As the third best team in the country, the biggest date on their schedule is setting up for a mammoth Egg Bowl match against Mississippi State. That’s only if they manage to escape Death Valley and a home game against Auburn, a feat that doesn’t seem too impossible given that both teams look rather anemic at this point in time.
East of Mississippi, the most complete team in the other division of the SEC looks to be Georgia.

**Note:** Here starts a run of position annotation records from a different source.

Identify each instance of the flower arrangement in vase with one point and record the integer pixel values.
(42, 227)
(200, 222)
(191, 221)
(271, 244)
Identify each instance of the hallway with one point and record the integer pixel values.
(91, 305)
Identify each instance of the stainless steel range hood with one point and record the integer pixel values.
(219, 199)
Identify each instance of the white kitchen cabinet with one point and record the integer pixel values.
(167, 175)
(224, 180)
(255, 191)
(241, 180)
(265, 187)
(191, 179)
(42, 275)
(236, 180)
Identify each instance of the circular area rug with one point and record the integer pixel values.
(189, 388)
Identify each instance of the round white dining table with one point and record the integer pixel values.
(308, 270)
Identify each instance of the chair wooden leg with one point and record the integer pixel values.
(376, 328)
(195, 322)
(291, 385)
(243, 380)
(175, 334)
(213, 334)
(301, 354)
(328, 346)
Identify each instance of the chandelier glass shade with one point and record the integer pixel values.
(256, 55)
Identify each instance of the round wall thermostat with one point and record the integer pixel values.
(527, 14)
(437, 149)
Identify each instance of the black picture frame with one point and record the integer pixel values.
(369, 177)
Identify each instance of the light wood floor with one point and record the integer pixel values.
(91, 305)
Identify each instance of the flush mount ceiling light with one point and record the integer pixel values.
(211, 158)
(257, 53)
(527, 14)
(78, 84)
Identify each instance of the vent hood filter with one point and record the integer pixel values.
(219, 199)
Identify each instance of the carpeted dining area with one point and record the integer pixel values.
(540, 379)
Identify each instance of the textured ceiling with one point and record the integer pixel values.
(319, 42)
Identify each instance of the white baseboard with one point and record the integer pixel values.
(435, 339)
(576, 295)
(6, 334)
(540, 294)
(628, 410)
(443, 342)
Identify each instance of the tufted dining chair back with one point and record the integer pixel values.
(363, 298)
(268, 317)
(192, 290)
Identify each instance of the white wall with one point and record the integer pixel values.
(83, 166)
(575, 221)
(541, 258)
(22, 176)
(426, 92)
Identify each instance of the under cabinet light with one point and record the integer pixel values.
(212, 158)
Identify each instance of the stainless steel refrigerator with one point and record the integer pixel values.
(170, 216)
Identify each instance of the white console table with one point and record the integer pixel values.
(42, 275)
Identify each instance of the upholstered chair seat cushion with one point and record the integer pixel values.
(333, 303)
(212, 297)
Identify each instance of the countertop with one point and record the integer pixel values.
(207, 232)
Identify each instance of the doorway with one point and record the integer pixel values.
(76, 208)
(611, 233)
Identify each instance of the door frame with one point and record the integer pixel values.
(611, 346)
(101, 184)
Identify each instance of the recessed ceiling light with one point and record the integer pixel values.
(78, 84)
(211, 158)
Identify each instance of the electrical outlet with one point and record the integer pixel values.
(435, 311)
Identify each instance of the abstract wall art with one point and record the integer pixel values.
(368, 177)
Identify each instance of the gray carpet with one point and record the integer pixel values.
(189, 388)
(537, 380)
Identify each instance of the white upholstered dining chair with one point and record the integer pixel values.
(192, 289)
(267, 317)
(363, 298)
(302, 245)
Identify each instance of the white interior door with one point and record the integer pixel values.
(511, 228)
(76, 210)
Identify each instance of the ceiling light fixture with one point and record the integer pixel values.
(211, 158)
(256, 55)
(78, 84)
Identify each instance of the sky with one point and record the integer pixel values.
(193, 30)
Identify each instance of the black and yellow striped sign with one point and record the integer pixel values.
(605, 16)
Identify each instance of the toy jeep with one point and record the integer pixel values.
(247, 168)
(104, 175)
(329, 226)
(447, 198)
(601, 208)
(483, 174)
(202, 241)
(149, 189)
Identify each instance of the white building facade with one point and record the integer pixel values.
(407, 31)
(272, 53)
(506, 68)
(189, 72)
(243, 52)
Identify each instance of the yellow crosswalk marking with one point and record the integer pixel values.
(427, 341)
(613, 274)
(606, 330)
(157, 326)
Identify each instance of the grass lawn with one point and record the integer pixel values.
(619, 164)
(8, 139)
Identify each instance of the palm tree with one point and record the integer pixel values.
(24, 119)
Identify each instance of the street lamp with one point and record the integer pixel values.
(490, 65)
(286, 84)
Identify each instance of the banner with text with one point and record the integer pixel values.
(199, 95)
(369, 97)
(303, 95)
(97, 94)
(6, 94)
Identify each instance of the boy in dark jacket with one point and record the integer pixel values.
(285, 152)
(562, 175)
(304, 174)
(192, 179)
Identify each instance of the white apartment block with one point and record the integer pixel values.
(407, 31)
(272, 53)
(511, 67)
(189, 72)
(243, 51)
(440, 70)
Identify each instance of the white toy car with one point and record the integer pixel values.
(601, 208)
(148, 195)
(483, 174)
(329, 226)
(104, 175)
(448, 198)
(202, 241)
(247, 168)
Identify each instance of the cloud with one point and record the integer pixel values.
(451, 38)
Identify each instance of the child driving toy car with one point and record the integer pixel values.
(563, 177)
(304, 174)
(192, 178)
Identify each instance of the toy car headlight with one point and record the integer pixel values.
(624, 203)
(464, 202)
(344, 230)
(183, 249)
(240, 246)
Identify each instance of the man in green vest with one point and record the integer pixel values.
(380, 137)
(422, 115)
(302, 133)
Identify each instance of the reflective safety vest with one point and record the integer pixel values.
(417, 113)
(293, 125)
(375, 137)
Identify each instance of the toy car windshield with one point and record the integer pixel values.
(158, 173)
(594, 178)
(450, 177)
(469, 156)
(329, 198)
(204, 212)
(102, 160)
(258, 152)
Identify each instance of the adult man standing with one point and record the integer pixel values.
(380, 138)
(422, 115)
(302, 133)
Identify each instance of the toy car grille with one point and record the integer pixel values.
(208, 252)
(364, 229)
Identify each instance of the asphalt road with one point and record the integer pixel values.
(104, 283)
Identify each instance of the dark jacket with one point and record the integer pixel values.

Todd Gurley’s crazy, vindictive-fueled suspension left a huge void in the Bulldogs’ running game against Missouri. The challenge seemed huge given that Maty Mauk was the leader of an offense that was the closest thing to Baylor given how the rest of the division looks. A shootout in Columbia seemed imminent and Georgia did not seem to have the experienced firepower to keep up given Hutson Mason’s somewhat shaky record. The result was a 34-0 shut out that put UGA’s running back depth on display.
Freshman Nick Chubb added 138 yards and a touchdown to his stat sheet with an average of 3.8 yards per carry on the day. Mason also rattled off an impressive 22 of 28 pass attempts for 156 yards and zero turnovers. Mizzou’s response was nothing but a whimper against a Georgia defense that looked markedly improved. The East is now ramping up to be a footrace between Georgia and, yes, Kentucky. The division standings look like a Salvador Dali painting.
OTHER LEFTOVER PARTY FAVORS
- Oregon rides into the Los Angeles sun set blaring “Outta Love Again” by Van Halen. Why? Do they need a reason after hanging 42 points on a staunch UCLA defense? They don’t want to hear how good Caribou is; they just want to enjoy David Lee Roth in earnest.
- Stanford pummeled Washington State 34-17. The more impressive feat is that the Cougars only ran the ball twice (!) all game.
- Alabama squeaked out of Arkansas with one point to end the game at 14-13. The Crimson Tide’s lack of offense can only be explained by these two roommates arguing about why one didn’t tell the other about taking the last Pop Tart.
- Michigan earned their first Big Ten win against Penn State in the Big House. This is the only bright spot for a planet that is watching its sun slowly die out from experimentation by a mad colossus that has no idea how suns work.
- Arizona lost 28-26 at home to USC which means the Pac 12 South is now an open, goalless field of rowdy youths kicking around a soccer ball until someone calls time.
- Oklahoma won the Red River Shootout against Texas 31-26. The silver lining is that no one can say that Texas isn’t aggressive.
- Michigan State still manages to win against Purdue while only playing 45 minutes of football.
- Notre Dame survives against North Carolina in a 50-43 game which only seems like a sentence reserved for basketball columns.
- Florida State falls to number two because they won 38-20 which is a result of having to play teams like Syracuse.
- Oklahoma State stays alive against Kansas by seven points in a 28-27 win in Lawrence. Big 12 offense!
- East Carolina headed to Tampa and beat South Florida 28-17. It’s not really South Florida you have to worry about. It’s a party bus that wants to take you into Tampa for no charge.
- Dabo Swinney gives a post-game interview after Clemson’s home win against Louisville and a kid with braces just derails it all.
- LSU handed Florida their second loss of the season. Yet, more embarrassing than a loss is flopping as if you were a member of the Miami Heat.